Abstract
Many of today's critical systems offers services that depend upon the
correct behaviour of one single physical unit. An attacker able to gain control over one component by exploiting a vulnerability its software, only needs to control this component to control the system as a whole. An Intrusion Tolerant System (ITS) offers diversity and
redundancy to the provided service, meaning the attacker needs to
control several different components to control the system. This
thesis studies the components in an ITS and its anatomy. The
implementation of an ITS is described. Both existing systems and the
system developed in conjunction with this thesis, is compared and
evaluated. The investigated, existing systems are: a heterogeneous
server load balancing system, a system developed by SRI/LAAS, a system
developed by Min and Choi and lastly SITAR developed by Wang et al.
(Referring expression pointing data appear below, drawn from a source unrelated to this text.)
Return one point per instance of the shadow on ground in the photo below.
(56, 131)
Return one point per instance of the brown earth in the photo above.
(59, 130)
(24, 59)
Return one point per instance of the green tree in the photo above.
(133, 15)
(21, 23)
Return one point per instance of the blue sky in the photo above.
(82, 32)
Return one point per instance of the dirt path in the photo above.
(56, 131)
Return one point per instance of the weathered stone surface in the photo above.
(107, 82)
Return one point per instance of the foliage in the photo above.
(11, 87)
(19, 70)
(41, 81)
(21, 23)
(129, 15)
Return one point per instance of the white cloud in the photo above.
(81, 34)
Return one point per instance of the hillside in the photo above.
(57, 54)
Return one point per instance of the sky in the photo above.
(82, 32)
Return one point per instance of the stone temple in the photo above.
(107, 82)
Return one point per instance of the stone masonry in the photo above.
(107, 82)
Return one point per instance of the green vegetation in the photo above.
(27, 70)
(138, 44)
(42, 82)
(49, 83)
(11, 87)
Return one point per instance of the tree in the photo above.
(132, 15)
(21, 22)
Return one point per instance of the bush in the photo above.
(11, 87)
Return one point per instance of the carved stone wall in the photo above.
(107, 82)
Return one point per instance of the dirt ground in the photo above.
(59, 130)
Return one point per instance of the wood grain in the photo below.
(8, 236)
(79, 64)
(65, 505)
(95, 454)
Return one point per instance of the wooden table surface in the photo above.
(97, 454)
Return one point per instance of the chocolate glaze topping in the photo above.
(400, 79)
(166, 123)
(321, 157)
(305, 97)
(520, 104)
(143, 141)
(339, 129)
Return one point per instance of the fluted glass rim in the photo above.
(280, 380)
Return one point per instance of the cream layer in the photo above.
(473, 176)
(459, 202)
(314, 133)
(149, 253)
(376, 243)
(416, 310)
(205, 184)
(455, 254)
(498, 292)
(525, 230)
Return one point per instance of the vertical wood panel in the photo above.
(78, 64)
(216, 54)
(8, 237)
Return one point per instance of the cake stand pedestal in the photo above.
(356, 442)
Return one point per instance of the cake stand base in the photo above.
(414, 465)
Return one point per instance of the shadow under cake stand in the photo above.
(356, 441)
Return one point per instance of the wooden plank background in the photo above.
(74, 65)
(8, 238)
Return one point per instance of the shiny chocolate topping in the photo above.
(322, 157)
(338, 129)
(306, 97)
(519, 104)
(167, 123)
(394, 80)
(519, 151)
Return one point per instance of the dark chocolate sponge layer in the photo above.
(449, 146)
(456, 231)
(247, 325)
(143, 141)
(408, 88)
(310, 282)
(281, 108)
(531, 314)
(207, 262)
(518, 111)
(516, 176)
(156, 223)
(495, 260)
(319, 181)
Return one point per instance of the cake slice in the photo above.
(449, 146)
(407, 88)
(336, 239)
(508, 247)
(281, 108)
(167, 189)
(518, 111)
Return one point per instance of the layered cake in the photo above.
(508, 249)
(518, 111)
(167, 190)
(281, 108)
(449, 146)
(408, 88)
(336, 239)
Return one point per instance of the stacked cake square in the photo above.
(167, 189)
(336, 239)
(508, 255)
Pitfalls in design of ITS-systems are pointed out. The most serious
errors committed are violation of the required diversity among the
components and an opening of new attack vectors by offering
non-critical services. It seems hard to eliminate a «Single Point of
Failure» since one and only one component sends the final reply back
to the client. One can tolerate a «Single Point of Failure» in one
component, but this requires hardening and protection of this
component. Like other security mechanisms, ITS is not the perfect
solution, but may constitute as a part of security in depth, along with other mechanisms. An ITS offers protection of the provided service when an error in application software is exploited by an attacker.